One of the market’s most influential voices has caused a stir, grabbing financial headlines in the sector. BitMEX co-founder Arthur Hayes issued a strong recommendation to investors this Wednesday: it is necessary to shield their Zcash assets by immediately withdrawing them from centralized exchanges (CEXs).
Hayes explains that keeping these tokens on third-party platforms defeats the coin’s fundamental purpose.
Hayes’ recommendation comes at a moment of extreme turbulence for the ZEC price. The token has starred in a financial rollercoaster, reaching a high of $723 on Saturday, then plunging to $504 on Sunday, and briefly rebounding to $677 on Monday.
At the time of writing, ZEC is trading near $450, marking a 37% drop from its peak, validating analysts’ warnings of an imminent correction due to an overbought Relative Strength Index (RSI).
The Battle for Privacy: Transparent vs. Shielded Addresses
Hayes’ urgency to shield their Zcash assets is not just a security strategy; it is also a technical necessity to use the network as designed. Zcash’s privacy model is unique because it supports two types of addresses: “t-addresses” (transparent), which function like a public Bitcoin wallet, and “z-addresses” (shielded), which use zero-knowledge proofs (zk-SNARKs) to obscure the sender, receiver, and transaction amount.
The structural problem lies in the fact that most CEXs only support the transparent version of ZEC. This means operations performed within or from an exchange are fully traceable on the blockchain.

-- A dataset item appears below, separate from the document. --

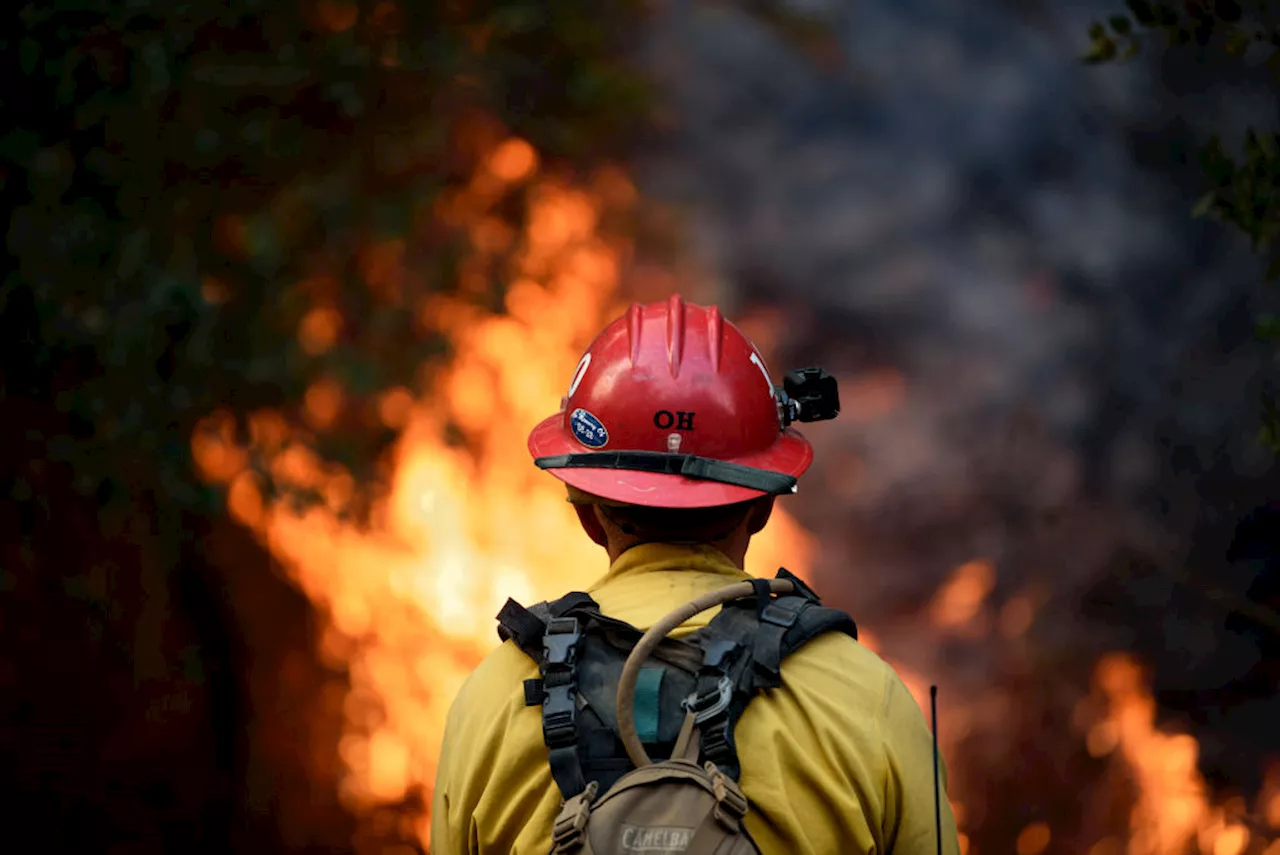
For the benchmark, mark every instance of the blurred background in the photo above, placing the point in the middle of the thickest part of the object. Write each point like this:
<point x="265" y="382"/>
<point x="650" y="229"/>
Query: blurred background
<point x="287" y="284"/>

By urging users to shield their Zcash assets in self-custody wallets, Hayes echoes a historic critique from the cypherpunk community: exchange custody undermines anonymity. Furthermore, it exposes holders to risks of fund freezes, aggressive “Know Your Customer” (KYC) policies, and potential delistings—risks that Monero (XMR) has already faced in the recent past.
Despite the price correction, interest in privacy remains alive. Zcash maintains a market capitalization of $7.4 billion and surprisingly still registers a 5% rise over the last seven days.
Meanwhile, Monero also shows resilience with a 7% weekly increase, suggesting that beyond speculation, the demand for financial sovereignty and the need to shield their Zcash assets remain powerful narratives in the current crypto ecosystem.